У Зубова отлегло от сердца.
— Я… — начал путано объяснять он, — понимаешь…
Зина молчала. Она часто дышала.
— Зина, — сказал он и вдруг услышал, что она плачет. — Зина, что с тобой? Зина…
В эту же минуту Юдин сказал за его спиной:
— Зубов, ты сволочь. И знай, что тебе это так не пройдет, трус поганый…

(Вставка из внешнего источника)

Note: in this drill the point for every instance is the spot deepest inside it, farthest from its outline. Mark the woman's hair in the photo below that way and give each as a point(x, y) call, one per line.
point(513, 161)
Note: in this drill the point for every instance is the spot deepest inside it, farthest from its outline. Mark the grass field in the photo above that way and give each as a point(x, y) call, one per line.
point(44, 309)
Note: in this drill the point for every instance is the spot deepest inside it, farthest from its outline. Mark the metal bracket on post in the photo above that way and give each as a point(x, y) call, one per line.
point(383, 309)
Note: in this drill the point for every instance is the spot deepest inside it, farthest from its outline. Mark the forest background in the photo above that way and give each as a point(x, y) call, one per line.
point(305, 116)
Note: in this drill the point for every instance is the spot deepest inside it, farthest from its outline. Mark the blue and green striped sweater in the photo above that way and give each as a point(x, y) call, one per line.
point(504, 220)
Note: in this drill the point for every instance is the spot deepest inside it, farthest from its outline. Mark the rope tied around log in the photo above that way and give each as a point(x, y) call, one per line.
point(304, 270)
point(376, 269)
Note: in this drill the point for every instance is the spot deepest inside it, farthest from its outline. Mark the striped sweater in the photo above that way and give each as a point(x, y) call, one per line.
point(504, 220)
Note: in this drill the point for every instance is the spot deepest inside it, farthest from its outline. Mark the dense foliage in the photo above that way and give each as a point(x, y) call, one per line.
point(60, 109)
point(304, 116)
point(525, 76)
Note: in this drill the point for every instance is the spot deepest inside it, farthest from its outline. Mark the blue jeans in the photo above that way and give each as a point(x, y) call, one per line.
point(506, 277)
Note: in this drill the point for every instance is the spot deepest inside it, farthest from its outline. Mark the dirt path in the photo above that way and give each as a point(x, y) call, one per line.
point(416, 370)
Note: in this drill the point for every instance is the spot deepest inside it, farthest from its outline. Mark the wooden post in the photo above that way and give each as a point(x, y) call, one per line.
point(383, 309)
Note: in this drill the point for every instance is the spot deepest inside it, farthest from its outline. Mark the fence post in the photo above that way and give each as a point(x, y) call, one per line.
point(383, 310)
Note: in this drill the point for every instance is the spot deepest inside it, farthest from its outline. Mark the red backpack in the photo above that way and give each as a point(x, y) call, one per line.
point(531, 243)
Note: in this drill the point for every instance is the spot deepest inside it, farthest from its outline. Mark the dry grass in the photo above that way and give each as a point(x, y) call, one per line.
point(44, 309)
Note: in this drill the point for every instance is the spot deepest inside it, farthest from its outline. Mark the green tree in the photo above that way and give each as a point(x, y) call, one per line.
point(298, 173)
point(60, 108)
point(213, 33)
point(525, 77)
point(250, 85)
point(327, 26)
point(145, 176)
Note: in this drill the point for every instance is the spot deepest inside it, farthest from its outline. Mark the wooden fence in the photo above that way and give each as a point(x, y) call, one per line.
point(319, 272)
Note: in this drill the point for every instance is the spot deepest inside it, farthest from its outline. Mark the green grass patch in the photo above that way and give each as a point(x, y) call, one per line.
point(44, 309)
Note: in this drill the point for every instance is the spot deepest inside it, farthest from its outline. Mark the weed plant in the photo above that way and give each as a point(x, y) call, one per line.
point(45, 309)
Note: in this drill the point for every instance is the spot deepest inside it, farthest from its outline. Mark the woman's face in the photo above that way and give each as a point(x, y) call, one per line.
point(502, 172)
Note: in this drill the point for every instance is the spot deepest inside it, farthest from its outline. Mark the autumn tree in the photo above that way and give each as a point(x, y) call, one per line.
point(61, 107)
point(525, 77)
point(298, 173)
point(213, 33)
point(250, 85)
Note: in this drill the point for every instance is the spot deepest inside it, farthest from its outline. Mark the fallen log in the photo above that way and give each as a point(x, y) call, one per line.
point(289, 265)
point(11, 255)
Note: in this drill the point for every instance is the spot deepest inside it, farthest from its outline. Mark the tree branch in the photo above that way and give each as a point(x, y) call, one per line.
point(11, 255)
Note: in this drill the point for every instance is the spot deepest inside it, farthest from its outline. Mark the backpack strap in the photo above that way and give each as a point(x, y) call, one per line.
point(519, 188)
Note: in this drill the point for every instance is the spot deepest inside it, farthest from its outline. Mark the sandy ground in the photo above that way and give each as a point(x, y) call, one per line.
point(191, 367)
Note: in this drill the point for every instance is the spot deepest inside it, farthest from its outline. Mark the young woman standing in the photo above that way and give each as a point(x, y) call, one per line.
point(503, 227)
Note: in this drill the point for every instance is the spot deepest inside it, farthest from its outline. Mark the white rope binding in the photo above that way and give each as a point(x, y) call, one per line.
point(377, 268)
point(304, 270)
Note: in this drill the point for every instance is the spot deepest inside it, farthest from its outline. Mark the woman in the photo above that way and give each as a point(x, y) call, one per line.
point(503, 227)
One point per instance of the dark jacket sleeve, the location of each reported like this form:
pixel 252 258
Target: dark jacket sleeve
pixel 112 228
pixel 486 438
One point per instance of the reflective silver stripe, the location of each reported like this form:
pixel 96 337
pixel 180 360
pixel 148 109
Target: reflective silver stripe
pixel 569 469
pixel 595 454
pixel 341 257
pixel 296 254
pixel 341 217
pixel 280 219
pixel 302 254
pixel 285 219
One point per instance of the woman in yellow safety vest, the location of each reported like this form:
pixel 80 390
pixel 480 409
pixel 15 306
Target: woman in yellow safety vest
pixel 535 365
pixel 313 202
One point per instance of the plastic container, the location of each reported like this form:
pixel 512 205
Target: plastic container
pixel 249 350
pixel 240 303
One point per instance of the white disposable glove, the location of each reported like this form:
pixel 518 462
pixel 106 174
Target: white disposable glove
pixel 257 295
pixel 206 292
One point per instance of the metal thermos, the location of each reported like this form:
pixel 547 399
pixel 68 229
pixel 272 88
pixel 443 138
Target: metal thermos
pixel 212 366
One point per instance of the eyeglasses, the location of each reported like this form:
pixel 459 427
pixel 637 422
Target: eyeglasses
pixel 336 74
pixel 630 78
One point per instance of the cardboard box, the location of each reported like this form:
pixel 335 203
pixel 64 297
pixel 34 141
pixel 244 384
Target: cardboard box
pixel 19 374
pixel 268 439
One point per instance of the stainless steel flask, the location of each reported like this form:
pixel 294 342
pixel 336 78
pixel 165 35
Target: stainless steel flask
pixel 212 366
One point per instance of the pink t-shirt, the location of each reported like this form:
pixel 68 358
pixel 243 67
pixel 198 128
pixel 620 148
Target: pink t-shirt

У Зубова что-то оборвалось внутри. И голова стала пустой и легкой. И все стало безразлично. Он вылез из мешка и стал одеваться. Он долго не мог попасть ногой в сапог, но в конце концов справился и с этим. Зина и Юдин молча глядели на него.
Зубов натянул ватник и плащ. Он делал это неторопливо.
— Ты куда это? — спросил Юдин. Голос у него был виноватый.
Зубов, не отвечая, застегивал плащ.
— Не будь идиотом, — сказал Юдин.
Но Зубов не слушал его. Он смотрел на Зину, словно ожидая от нее чего-то, но она не произнесла ни слова. Тогда Зубов вышел. Выйдя, он заглянул в палатку напротив и позвал: «Федя!» И еще раз: «Федя». И еще раз очень громко: «Федя! Ты живой?»